By Issac Bailey
Gov. Mark Sanford must need to get caught on FBI surveillance video in a hotel room smoking crack cocaine with a prostitute (like former D.C. mayor Marion Barry) before some state officials will think he should no longer be serving.
Or maybe finding $90,000 in cold hard cash in his freezer from a bribe (like former Rep. William Jefferson of Louisiana) would do the trick for state leaders. Those same state leaders are the reason why South Carolina has become the worst in the nation for sentencing children to long, mandatory prison sentences.
The S.C. General Assembly didn’t find it necessary to even censure a local state representative who faced criminal charges after a nasty domestic violence incident in which he used a string of racial epithets and threatened to violently sodomize a rival. Some of its members say a governor whose behavior jeopardized the state’s pursuit of a Boeing plant and its 3,000 jobs, skipped the country for a week and lied to the state’s residents, effectively walking away from all of his duties for an illicit tryst, should remain governor because none of that rises to “misconduct in office.”
But let a child – South Carolina is one of the few states that prosecutes those younger than 10 in adult court and is one of only eight with a juvenile serving life without parole for a nonviolent crime – make a horrible mistake, even though we know from numerous studies that the impulse-control centers of their brains are not fully developed, and those same politicians are the first to say lock ’em up and throw away the key because they are unredeemable.
The public isn’t much better. We applaud when police handcuff an unruly 8-year-old or barely pay attention when it convicts a 12-year-old of first-degree murder – even though the only eyewitness testified that it was an accidental shooting – but are split on whether or not a grown man serving in the state’s highest office went too far with behavior so detrimental it had Homeland Security second-guessing his security clearance.

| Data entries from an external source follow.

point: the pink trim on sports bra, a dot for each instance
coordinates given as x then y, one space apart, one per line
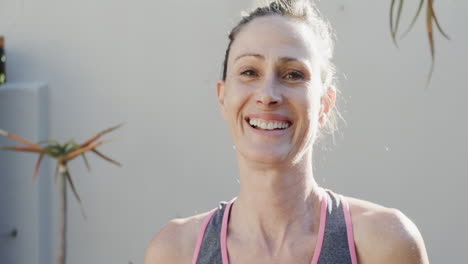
224 225
201 234
349 230
323 220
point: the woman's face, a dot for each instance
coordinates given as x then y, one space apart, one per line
272 94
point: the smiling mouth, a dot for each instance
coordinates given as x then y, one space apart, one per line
268 124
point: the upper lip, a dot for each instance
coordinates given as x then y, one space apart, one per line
269 117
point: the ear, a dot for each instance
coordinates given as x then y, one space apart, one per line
327 103
220 90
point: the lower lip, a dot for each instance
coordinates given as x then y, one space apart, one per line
277 132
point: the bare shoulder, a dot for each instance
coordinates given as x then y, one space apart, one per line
175 242
385 235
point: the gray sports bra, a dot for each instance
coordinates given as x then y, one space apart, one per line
335 242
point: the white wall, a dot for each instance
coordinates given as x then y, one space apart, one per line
154 65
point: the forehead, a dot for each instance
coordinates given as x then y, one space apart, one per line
275 36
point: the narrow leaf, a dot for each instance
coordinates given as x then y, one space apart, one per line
397 22
392 30
72 185
429 27
77 152
430 36
106 158
56 172
48 141
36 168
421 2
19 139
437 23
98 135
22 149
86 162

Before the S.C. Ethics Commission found probable cause for ethical or criminal violations last week in a probe delving into Sanford’s use of public money, House Speaker Bobby Harrell, R-Charleston, released a statement that said, “Unless the investigation contains new information about serious crimes or serious misconduct by the governor, the information we have to date does not rise to a level to remove him from office.”
That’s right. A man given the responsibility to lead our National Guard and the power to suspend public officials – like he recently did with the Atlantic Beach mayor – can have all the impulse-control lapses he likes; if there’s no crack pipe in sight, he should continue leading us. But a child … let’s continue pretending they are sawed-off adults who ought to spend life in prison.

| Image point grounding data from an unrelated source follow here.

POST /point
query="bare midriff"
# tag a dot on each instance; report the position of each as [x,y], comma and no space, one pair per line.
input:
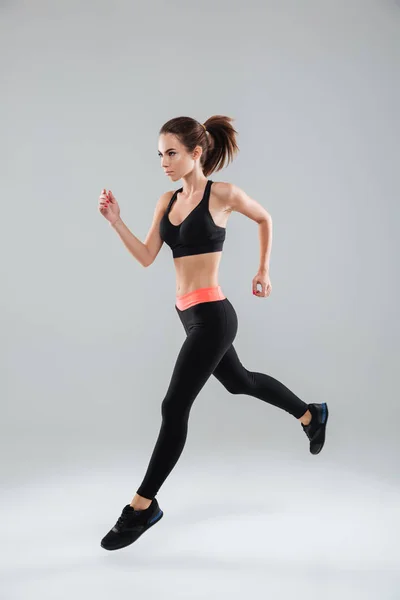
[197,279]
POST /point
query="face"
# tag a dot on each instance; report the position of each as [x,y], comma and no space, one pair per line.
[175,159]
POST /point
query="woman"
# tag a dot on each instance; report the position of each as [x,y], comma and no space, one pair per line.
[192,221]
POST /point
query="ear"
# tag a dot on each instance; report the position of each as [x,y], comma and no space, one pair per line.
[197,152]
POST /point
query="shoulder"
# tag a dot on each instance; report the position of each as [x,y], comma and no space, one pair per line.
[224,192]
[233,198]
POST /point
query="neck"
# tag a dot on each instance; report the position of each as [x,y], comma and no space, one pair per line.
[193,183]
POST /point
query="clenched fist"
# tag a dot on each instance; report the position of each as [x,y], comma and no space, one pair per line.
[108,206]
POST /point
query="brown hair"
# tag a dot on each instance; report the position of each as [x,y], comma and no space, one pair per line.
[217,138]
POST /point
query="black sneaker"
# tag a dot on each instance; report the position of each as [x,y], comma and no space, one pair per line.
[130,525]
[315,431]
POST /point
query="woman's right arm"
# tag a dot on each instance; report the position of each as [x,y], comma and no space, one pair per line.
[145,253]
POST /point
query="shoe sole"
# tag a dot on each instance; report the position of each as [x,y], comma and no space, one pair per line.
[325,406]
[159,517]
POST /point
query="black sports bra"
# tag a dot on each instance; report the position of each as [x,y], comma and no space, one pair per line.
[197,234]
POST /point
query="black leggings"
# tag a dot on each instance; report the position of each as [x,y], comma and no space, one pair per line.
[207,350]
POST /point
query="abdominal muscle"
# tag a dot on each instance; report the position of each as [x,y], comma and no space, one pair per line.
[197,271]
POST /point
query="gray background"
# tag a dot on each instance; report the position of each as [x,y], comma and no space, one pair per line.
[89,337]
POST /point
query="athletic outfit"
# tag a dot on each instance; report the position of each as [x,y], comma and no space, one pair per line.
[211,324]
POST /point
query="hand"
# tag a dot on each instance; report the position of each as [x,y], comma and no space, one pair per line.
[262,278]
[108,206]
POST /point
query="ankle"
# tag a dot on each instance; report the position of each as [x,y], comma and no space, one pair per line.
[140,503]
[306,418]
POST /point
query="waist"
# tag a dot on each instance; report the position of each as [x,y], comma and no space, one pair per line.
[209,294]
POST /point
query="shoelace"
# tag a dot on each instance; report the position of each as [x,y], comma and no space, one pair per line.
[126,514]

Sanford long bragged about his principles and the need to hold leaders to a high standard while messing around with any number of women and seemingly cavalierly ignoring rules about the use of state travel funds. But the state’s children, children who face among the highest rates of poverty and experience among the nation’s highest rates of domestic violence and on whom the lowest rate of money is spent to prevent child abuse … let one of them shock us, let one of them step out of line. Politicians, the same ones telling residents loudly and clearly that their misconduct should be ignored or explained away, will be the first to find a TV camera to proudly argue for harsher punishment for juvenile offenders, never mind that we know treating them like adults will make them more likely to re-offend, to become hardened criminals.

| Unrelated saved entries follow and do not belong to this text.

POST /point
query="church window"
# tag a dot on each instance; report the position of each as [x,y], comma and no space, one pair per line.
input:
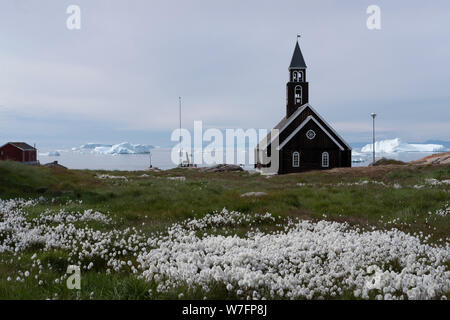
[325,160]
[296,159]
[298,94]
[310,134]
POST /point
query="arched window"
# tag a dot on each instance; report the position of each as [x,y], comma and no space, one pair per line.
[298,95]
[296,159]
[325,160]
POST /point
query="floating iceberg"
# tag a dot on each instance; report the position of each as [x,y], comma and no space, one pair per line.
[396,145]
[50,154]
[121,148]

Sanford and other state leaders who screw up royally, let’s not be too tough on them. They are too delicate. They must be handled with care.
We wouldn’t want the next governor to get the impression that if he (or she) has a secret affair that puts the state’s well being in jeopardy that he (or she) might get removed from office. That would put too much stress on the shoulders of someone entrusted with leading 4.5 million people. We wouldn’t want to start kicking out leaders who act like petulant little children or stop throwing away overgrown children who don’t realize they aren’t adults.
Forget the children. We must save the politicians. They are our future.